Cette rencontre a également permis au Premier ministre de présenter aux médecins la future conférence de santé comme une nouvelle phase de concertation qui pourrait « compléter » la loi de santé après son vote. Manuel Valls espère ainsi amener les professionnels à voir au-delà de la loi de santé.

« Si ce projet de loi est un des éléments de l’édifice "Stratégie nationale de santé", il faut désormais aborder la deuxième étape », a confié Manuel Valls aux professionnels. Les 45 organisations syndicales du mouvement pour la santé de tous se sont dites « estomaquées » d’avoir été écartées de ce rendez-vous.

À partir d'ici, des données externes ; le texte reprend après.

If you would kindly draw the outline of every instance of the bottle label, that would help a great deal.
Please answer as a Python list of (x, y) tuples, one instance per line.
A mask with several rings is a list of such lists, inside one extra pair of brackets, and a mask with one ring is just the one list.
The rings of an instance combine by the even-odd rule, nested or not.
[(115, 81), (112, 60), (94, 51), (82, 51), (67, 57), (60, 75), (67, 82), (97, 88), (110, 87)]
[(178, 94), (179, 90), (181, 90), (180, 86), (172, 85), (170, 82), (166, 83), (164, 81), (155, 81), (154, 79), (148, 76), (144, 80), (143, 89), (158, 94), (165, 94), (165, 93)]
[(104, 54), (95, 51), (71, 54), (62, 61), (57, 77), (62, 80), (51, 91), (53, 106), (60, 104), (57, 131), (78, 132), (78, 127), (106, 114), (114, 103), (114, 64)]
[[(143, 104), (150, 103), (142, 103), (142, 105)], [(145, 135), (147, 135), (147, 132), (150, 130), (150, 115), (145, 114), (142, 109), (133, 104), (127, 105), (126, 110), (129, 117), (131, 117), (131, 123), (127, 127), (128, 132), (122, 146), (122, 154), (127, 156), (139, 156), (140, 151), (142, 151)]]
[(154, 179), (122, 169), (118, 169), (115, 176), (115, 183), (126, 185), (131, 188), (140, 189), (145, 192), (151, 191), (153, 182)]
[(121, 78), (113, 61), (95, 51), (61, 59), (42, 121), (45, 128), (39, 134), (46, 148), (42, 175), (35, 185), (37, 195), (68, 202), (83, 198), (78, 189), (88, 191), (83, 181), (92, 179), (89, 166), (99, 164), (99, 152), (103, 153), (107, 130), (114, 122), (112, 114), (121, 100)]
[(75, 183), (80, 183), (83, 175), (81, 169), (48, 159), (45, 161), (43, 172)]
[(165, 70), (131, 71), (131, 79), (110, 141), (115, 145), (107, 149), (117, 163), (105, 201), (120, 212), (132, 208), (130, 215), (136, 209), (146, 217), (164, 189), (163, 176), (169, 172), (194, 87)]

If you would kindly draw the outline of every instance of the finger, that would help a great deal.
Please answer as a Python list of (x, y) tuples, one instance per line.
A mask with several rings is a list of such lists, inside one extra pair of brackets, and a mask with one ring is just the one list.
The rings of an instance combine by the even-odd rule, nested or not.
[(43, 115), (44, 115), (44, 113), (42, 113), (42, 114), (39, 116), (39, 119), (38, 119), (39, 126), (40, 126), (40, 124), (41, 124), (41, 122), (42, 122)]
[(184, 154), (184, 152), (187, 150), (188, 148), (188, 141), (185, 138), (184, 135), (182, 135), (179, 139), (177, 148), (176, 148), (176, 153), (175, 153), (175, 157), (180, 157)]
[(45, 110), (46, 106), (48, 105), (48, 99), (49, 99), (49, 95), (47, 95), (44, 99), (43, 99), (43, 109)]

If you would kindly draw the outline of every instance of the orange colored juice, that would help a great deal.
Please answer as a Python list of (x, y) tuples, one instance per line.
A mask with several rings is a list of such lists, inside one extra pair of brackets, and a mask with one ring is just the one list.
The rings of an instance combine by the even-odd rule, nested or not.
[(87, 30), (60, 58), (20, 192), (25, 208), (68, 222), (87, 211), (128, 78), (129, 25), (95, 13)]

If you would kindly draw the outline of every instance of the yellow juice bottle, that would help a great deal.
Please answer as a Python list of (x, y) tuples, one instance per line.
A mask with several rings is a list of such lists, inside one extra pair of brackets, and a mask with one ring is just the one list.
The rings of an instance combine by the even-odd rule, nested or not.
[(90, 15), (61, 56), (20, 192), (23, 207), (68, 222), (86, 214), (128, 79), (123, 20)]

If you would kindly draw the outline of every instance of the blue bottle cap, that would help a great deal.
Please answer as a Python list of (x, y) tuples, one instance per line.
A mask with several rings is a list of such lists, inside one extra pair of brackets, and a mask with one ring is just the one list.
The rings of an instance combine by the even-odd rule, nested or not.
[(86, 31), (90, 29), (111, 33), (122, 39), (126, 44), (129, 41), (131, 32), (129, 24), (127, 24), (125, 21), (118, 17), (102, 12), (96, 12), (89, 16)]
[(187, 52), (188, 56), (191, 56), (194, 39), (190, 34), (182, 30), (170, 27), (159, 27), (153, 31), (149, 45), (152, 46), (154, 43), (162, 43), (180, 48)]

Cercle de réflexion global où seront conviés l’ensemble des acteurs du monde de la santé, cette conférence abordera d’une part « l’avenir du métier médical et paramédical » (formation, métiers, compétences partagées), d’autre part « l’exercice du métier libéral et hospitalier » (modes d’installation et d’organisation, modalités de coopération interprofessionnelles et territoriales, et les conséquences sur les modes de rémunération).

La présidente du syndicat des internes (ISNI) Mélanie Marquet s’est réjouie de la tenue de cette conférence. « Nous sommes plus dans l’ajout de propositions à la faveur de cette conférence que sur la contestation des articles de loi » a-t-elle indiqué.

La préparation de la conférence sera confiée au Pr Lionel Collet, conseiller d’État et Anne-Marie Brocas, qui a piloté le groupe de travail sur la généralisation du tiers payant.

La date de cette grand-messe devrait être fixée lors d’un nouveau point d’étape que Manuel Valls a prévu avec les professionnels, après le vote à l’Assemblée nationale de la loi de santé.